If the movie had given Autumn and Hope a deeper story throughout, it would have at least been something worth rooting for, and an emotional thread that both adults and children could relate to. But “Autumn and the Black Jaguar” shortchanges viewers in this department as well, contenting itself with largely lifeless scenes in which the pair run around. For this reason, once they are reunited, the impact is constant – there are much more powerful clips of human and animal reunions available on YouTube and social media.
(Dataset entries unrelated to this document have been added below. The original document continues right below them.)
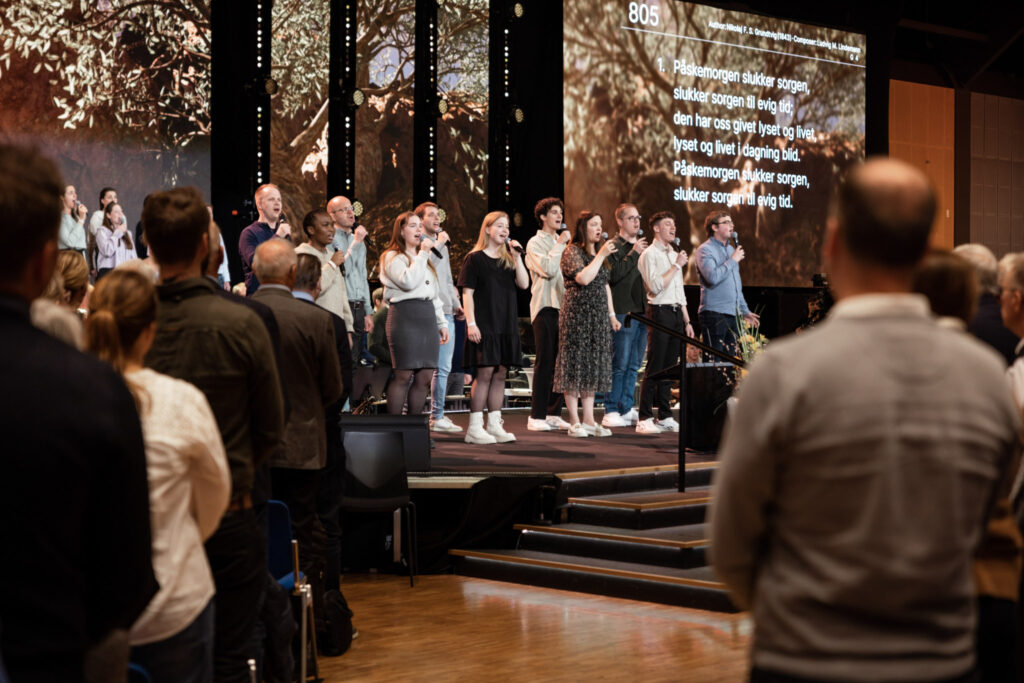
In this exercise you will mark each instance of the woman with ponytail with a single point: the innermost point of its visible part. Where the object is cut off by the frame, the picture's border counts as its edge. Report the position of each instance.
(488, 278)
(114, 245)
(189, 483)
(416, 324)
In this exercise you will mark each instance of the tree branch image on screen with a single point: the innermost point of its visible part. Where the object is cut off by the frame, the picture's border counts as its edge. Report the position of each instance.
(679, 107)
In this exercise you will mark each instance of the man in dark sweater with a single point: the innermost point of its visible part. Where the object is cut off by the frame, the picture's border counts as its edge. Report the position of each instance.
(74, 497)
(223, 349)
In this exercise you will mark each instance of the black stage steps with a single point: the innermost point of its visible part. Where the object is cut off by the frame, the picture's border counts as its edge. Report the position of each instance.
(622, 532)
Meanwhile, the stakes don’t seem high enough when bad boss Doria Dargan (Kelly Hope Taylor) reveals her sinister plan to capture the jaguar. The poaching, deforestation and threat of extinction that tigers face is real and important, and one that all audiences – especially children – should learn about and care about. Unfortunately, “Autumn and the Black Jaguar” relegates these pressing issues to a film that feels like an after-school special.
Elsewhere, it’s not clear whether the film sends the right message about the ways in which humans should treat wild animals and wildlife. It is respectable and appropriate to have a certain level of fear towards rainforests and wild cats such as tigers. But in the film, the Amazon jungle is depicted as a playground, and Hope comes dangerously close to being seen as a pet. The worst crime in “Autumn and the Black Jaguar” arrives when Anga condescendingly preaches to the Amazon people as a white savior of sorts, reminding them that while rich people like Doria may give their families money, what they’re actually doing is endangering their lives. Children’s future.
Meister has undoubtedly done some profound good by working with rescue tigers and protecting the rest of their lives in an animal sanctuary. Unfortunately, the virtues of “Autumn and the Black Jaguar” stop there.